La corrispondenza incrociata a mezzo giornali tra gli ex amici Bondi e Cicchitto 
In mattinata le divisioni erano emerse ben visibili con la corrispondenza incrociata a mezzo giornali. “Mi dispiace dirtelo – scrive Cicchitto sul Corriere della Sera in una lettera aperta al capo del partito – ma tu (e il Pdl-Fi con te) rischi di diventare prigioniero dei ‘falchi’ su una linea del tutto sbagliata, in alcuni casi frutto di estremismo, in altri di cinismo”. Anzi, “nella difficile posizione in cui siamo per il bombardamento giudiziario contro di te”, una figura come Alfano “se già non ci fosse, dovresti inventarla”. E contemporaneamente aveva concesso un’intervista a Repubblica in cui definiva la convocazione anticipata del Consiglio nazionale un “rovesciamento” che “rischia di mettere in moto un meccanismo dirompente che o è stato programmato in anticipo per una rottura freddamente perseguita, oppure può sfuggire di mano a chi continua a sottovalutare la gravità della situazione”. Ad ogni modo, aggiunge, “nessuno può pensare di intimidire chi il 2 ottobre scorso, votando la fiducia al governo Letta, ha già compiuto una scelta di per sé coraggiosa”.

E dall’altra parte Bondi, l’ultimo irriducibile, l’unico a non essersi pentito di non aver votato la fiducia al governo Letta a inizio ottobre dopo quell’intervento durissimo al Senato. L’ex sindaco di Fivizzano scrive pure un intervento di suo pugno pubblicato dalla Stampa: la posizione assunta dai “filogovernativi” del Pdl è “priva di una convincente e maturata prospettiva politica. Anche oggi senza la leadership umana e politica del presidente Silvio Berlusconi non vi sarebbe unità né del Pdl né tantomeno dell’intero centrodestra”. “La visione più aperta e moderna di partito” è “sempre stata quella del presidente Berlusconi, ispirata al modello americano, mentre anche fra i filogovernativi prevale ancora un modello di partito novecentesco, burocratico e centralista”, scrive il coordinatore del partito. 

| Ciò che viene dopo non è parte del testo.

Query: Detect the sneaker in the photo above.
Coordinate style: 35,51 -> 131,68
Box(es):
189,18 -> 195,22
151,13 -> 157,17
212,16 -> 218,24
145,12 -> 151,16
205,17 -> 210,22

Bondi: “Qui finisce male. Ma senza Berlusconi non sarebbero stati niente”
U
sa invece espressioni con tinte quasi crepuscolari sul Foglio di Ferrara: “Questa storia è finita” dice a Salvatore Merlo che lo intervista. E poi: “Dietro Berlusconi non c’era niente”. E ancora: “In questi anni non abbiamo costruito nulla di umanamente e politicamente solido o autentico. Finisce male”. Dunque ecco lo spettro del tradimento in tutti coloro “che senza Berlusconi non sarebbero stati niente. Almeno Fini e Casini avevano il coraggio di affrontare il Dottore (Berlusconi, ndr) nel fulgore dei suoi anni migliori, oggi è facile… Ma si illudono, spariranno anche loro, spariremo tutti”. Tale è lo shock che Bondi arriva ad accostare le parole Berlusconi e fallimento: “Li ha scelti lui questi uomini, li ha scelti e promossi Berlusconi. Sono il suo fallimento”, perché “sono pronti ad accettare con una scrollata di spalle la decadenza dell’uomo cui devono tutto. Cosa sarebbero senza di lui? Forse nemmeno consiglieri comunali”. Quindi non voterà la legge di stabilità. “A sinistra c’è Matteo Renzi noi cosa abbiamo prodotto? Un movimentismo doroteo che cerca il potere per il potere”.